Abstract
Al2O3 films have long been widely used as inorganic encapsulation or passivation layers. The Al2O3 single layer, however, exhibits not only a relatively low barrier performance but also poor environmental stability under harsh conditions due to its hydrolysis reaction with water vapor. Thus, to further improve its environmental reliability and barrier performance as a gas diffusion barrier (GDB), the GDB should be newly designed by forming a nanolaminate structure with ultra-thin sublayers. In addition, through the use of a multilayer based on nanolaminate/organic layers, the nanolaminate film can be effectively protected by a SiO2-inserted organic layer. In this study, alternately stacked nanolaminate/silane-based organic layers are proposed. The nanolaminate-based multilayer achieved a water vapor transmission rate (WVTR) of 5.94 × 10−5 g/m2/day under 60°C/90% accelerated conditions. In addition, after a bending test, the nanolaminate-based multilayer showed a WVTR increase by a magnitude of one order under a 0.63% bending strain. The proposed environmentally and mechanically stable hybrid thin-film encapsulation offers a strong potential for the realization of washable, wearable, or flexible displays in the future.
1. Introduction
Transparent flexible organic light-emitting diodes (TFOLEDs) are currently considered a next-generation display that will not only revolutionize the current display industry but will also create various free-form displays.
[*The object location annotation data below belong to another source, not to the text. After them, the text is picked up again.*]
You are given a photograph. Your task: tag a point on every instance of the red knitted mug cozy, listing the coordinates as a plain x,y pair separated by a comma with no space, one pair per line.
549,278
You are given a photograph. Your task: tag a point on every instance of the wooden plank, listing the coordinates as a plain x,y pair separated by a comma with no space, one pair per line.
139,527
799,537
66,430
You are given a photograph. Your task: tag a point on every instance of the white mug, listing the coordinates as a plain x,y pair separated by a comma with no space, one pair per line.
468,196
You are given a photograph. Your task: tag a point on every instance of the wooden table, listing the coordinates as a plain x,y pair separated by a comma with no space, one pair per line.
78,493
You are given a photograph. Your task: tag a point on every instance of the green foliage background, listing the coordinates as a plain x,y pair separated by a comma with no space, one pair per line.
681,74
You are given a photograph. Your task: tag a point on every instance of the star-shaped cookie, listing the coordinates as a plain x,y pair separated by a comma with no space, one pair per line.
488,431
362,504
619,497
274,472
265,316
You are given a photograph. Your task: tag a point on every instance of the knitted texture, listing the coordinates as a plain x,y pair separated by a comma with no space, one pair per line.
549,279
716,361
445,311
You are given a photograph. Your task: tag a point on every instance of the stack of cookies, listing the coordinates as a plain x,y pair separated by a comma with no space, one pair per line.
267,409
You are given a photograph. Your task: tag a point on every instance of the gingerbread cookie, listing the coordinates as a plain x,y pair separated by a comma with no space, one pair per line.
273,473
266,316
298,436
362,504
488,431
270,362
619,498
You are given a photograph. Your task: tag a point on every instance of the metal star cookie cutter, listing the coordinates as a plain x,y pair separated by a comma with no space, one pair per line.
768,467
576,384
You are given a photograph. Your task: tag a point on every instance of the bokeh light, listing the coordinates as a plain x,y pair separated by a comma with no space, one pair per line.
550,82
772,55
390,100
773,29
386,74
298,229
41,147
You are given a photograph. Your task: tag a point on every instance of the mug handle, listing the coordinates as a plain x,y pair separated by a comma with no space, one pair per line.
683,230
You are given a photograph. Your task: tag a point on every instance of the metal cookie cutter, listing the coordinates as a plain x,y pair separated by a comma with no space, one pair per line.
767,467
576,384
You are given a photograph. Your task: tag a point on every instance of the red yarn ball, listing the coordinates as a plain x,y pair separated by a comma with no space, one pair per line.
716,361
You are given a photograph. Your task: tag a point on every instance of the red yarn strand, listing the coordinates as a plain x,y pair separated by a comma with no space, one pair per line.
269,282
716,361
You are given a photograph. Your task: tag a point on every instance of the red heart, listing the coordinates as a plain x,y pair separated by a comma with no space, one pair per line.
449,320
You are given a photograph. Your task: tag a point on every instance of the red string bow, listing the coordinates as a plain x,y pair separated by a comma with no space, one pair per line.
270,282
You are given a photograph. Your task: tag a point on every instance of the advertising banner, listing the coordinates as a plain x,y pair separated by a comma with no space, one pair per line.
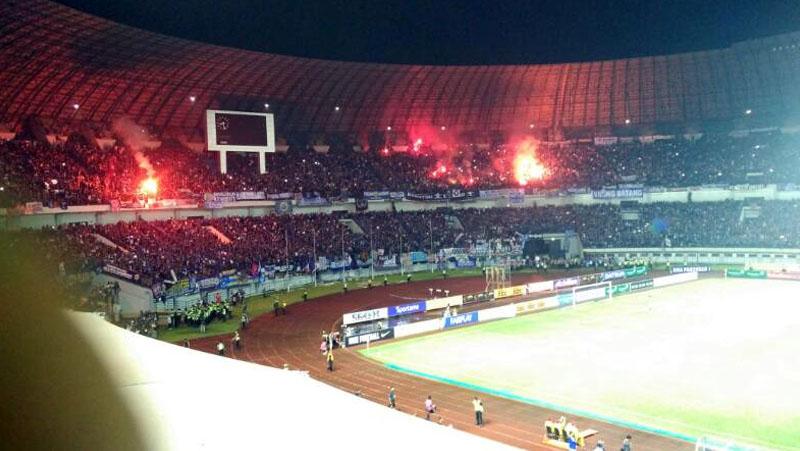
365,316
450,195
635,271
461,320
641,284
419,327
538,287
518,290
439,303
682,269
746,274
625,193
506,311
589,295
785,275
620,289
370,336
117,271
536,305
612,275
407,309
384,195
673,279
565,283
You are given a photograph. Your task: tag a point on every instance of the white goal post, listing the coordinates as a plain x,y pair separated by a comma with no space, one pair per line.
591,292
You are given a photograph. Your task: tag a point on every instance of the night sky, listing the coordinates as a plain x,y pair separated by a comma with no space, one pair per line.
458,32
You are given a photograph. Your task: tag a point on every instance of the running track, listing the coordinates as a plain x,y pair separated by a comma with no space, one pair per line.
294,339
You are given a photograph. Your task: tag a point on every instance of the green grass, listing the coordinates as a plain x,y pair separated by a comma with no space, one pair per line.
258,305
684,361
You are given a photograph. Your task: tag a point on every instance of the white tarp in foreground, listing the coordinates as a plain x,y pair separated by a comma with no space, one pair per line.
190,400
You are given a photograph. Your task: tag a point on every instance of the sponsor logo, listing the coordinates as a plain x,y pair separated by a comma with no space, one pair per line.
641,285
371,336
405,309
683,269
568,282
611,275
364,316
462,319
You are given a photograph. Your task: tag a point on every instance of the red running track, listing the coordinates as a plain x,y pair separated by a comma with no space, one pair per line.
294,339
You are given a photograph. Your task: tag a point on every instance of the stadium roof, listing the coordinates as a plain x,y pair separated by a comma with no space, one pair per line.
59,63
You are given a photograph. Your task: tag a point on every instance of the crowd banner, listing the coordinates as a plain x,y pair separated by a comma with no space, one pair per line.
419,327
682,269
500,193
384,195
518,290
746,273
505,311
117,271
365,316
673,279
590,295
461,320
538,287
440,303
449,195
536,305
377,335
407,309
620,193
312,201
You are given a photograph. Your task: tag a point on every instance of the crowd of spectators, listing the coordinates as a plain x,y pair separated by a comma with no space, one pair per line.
76,172
152,251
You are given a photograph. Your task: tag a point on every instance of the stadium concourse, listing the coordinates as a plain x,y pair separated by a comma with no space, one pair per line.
160,383
294,338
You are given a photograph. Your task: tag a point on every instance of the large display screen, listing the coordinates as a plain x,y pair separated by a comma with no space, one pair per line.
240,131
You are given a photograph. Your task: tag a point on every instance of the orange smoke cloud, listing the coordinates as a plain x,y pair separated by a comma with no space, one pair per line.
526,166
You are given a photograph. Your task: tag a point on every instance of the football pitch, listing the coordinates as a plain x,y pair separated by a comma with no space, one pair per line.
718,357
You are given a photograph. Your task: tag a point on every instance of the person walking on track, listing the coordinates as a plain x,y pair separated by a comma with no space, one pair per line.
329,359
477,405
430,408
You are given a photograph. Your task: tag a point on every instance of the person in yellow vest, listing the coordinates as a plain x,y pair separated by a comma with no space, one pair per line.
329,359
549,429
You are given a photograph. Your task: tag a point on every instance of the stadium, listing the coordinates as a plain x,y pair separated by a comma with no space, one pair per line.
585,255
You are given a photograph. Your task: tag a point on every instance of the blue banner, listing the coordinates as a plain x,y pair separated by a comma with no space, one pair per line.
407,309
461,320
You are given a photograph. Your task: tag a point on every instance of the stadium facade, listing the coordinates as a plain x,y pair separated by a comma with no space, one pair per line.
74,68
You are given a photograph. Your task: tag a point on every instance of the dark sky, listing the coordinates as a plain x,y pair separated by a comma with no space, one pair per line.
458,32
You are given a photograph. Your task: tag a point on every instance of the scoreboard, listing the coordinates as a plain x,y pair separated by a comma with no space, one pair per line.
240,131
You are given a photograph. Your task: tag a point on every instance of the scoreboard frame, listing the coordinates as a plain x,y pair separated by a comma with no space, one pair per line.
223,149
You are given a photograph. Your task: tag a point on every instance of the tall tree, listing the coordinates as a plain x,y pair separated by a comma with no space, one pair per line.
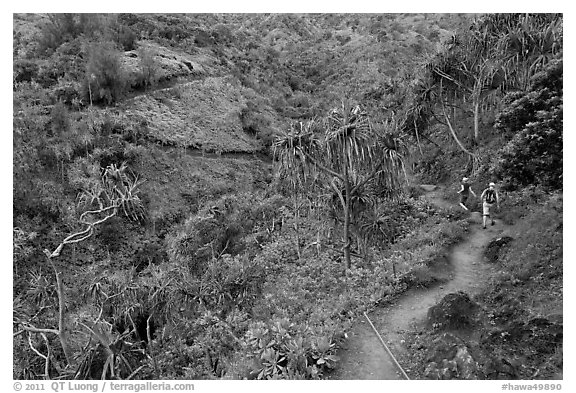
345,154
116,193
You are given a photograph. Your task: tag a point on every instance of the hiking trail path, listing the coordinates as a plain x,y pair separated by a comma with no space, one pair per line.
363,355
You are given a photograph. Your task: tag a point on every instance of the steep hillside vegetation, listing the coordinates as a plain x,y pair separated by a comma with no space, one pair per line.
181,182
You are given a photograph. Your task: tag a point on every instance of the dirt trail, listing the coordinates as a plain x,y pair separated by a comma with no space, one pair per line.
364,357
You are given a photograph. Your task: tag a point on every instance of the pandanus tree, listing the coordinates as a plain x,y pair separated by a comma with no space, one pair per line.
116,193
345,154
473,70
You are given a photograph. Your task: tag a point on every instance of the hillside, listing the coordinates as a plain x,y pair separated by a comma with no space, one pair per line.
181,182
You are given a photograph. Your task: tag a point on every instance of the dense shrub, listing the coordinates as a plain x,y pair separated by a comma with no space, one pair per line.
105,79
534,154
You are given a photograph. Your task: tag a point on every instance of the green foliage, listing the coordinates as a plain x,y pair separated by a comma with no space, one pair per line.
224,226
105,79
535,119
149,68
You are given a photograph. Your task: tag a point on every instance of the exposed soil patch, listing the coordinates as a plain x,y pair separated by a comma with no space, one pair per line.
365,358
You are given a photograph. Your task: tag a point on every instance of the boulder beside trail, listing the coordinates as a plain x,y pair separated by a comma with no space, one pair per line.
449,358
454,311
493,248
428,187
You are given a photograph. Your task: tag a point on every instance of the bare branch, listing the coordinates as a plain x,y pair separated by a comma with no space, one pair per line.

A thin-film encapsulation (TFE) process should be applied above and below OLEDs to protect devices on flexible substrates composed of highly reactive organic and metal films from exposure to the factors in the external environment, such as ultraviolet (UV) light, dust, moisture, and oxygen [Citation1–3]. In general, the barrier requirements for encapsulation are less than 10−6 g/m2/day water vapor transmission rate (WVTR) and a 10−3 cc/m2/day oxygen transmission rate to reach a minimum OLED lifetime of 10,000 h [Citation4]. One of the major difficulties in the realization of TFOLEDs, however, has been the absence of impermeable and flexible TFE [Citation5,Citation6]. Therefore, for application as a TFE for TFOLEDs, beyond the conventional rigid glass encapsulation, flexible encapsulation consisting of flexible thin films is required.
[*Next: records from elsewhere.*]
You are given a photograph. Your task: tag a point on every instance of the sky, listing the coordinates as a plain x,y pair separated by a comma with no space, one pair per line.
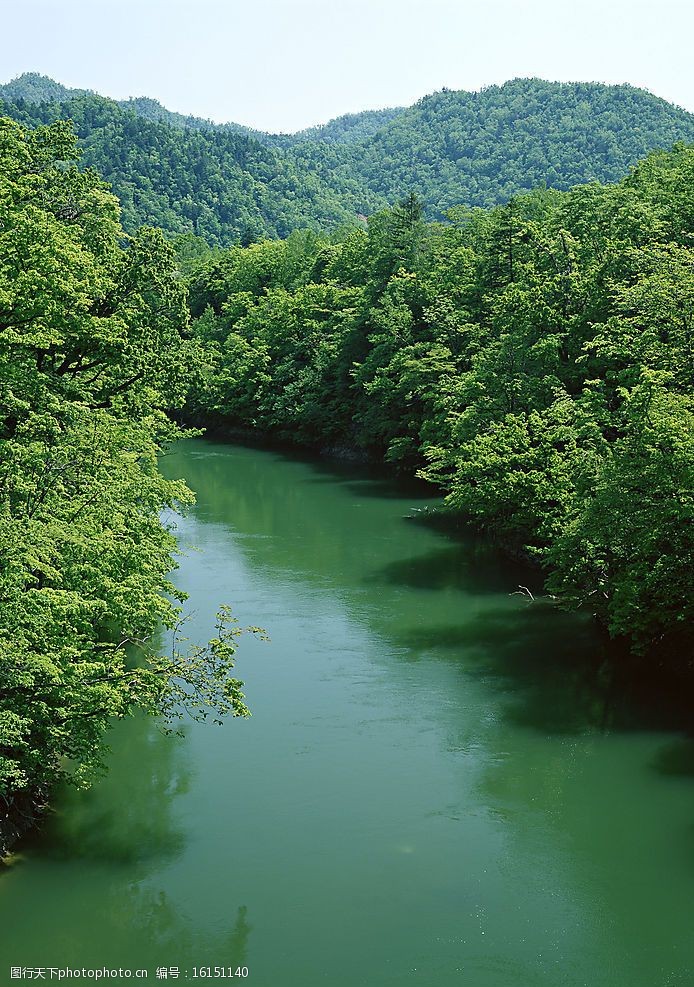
281,65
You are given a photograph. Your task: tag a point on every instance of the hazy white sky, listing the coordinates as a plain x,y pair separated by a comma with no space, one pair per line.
287,64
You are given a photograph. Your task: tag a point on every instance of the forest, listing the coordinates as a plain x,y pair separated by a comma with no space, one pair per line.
229,184
533,359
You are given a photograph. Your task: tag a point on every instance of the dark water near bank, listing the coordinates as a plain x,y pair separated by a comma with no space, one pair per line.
437,787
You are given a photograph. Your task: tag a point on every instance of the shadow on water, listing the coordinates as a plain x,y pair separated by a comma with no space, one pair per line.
558,675
103,826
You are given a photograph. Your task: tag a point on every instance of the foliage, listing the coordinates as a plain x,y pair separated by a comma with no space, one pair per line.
230,184
94,348
535,360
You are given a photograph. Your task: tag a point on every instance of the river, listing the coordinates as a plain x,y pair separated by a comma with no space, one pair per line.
438,784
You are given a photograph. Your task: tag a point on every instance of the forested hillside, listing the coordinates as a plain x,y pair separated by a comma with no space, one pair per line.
535,360
229,184
94,345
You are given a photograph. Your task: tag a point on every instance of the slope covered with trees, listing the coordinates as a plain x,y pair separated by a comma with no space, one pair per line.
94,344
229,184
535,360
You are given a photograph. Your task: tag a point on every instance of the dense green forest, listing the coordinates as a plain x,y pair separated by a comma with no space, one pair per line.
94,344
230,184
535,360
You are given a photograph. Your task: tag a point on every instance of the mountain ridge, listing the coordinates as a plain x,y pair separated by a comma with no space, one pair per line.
227,183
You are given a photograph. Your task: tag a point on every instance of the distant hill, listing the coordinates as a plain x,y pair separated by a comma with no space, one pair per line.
229,183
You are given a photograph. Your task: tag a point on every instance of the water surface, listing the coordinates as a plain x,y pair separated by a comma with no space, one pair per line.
439,785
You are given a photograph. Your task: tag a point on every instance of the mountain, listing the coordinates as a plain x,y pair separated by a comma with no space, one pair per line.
226,182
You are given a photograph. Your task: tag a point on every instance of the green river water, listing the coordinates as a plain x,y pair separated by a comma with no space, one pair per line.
439,784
Vitex proposed a TFE technology using an inorganic/organic multilayer for flexible TFE; this is known as the Barix™ technology [Citation1,Citation7,Citation8]. The previously reported TFEs have been demonstrated to induce barrier performance and long lifetime for OLEDs, comparable to that achieved with glass encapsulation [Citation1,Citation6]. In particular, atomic layer deposition (ALD)-based TFEs have made it possible to guarantee a long lifetime and an excellent barrier performance at low temperatures of less than 100°C without OLED degradation [Citation9,Citation10]. Al2O3 ALD films have been used for organic electronics as a gas diffusion barrier (GDB) due to their good barrier performance at a low temperature of less than 100°C for multilayers based on inorganic/organic layers [Citation2,Citation5,Citation11,Citation12]. Han et al. reported multilayers based on Al2O3/organic layers as a flexible TFE [Citation11]. In addition, Kwon et al. reported heat-transferable TFE combining Al2O3, Ag, and organic layers [Citation5]. In spite of the usefulness of Al2O3 as a GDB, however, there have been many reports of the corrosion of Al2O3 films in harsh environments [Citation13–15]. Also, Al2O3 ALD films do not show good reliability as a result of the degradation of the film quality due to hydrolysis, resulting in poor barrier performances [Citation2,Citation5]. Therefore, to improve the environmental stability of Al2O3 films, the nanolaminate (NL) system has been introduced for the formation of aluminate phases at the interfaces between ultra-thin Al2O3 sublayers and other sublayers [Citation2,Citation12,Citation14,Citation16]. Chemically stable aluminate phases make the GDB more environmentally reliable and stable against water vapor and oxygen.
Using MgO and ZnO ALD films as GDBs has been proven to be difficult due to their poor barrier properties resulting from their crystallinity [Citation2]. The NL system, however, enables the ALD film to inhibit crystal growth with an increase in thickness [Citation17]. MgO ALD films have good water absorption ability, and aluminate phases form at the interfaces, resulting in the corrosion inhibition of the Al2O3 film. Moreover, ZnO ALD films have a high density and a low elastic modulus [Citation17–19]. The NL system designed with synergistic effects among Al2O3, MgO, and ZnO can be used as an impermeable and flexible GDB for TFOLEDs.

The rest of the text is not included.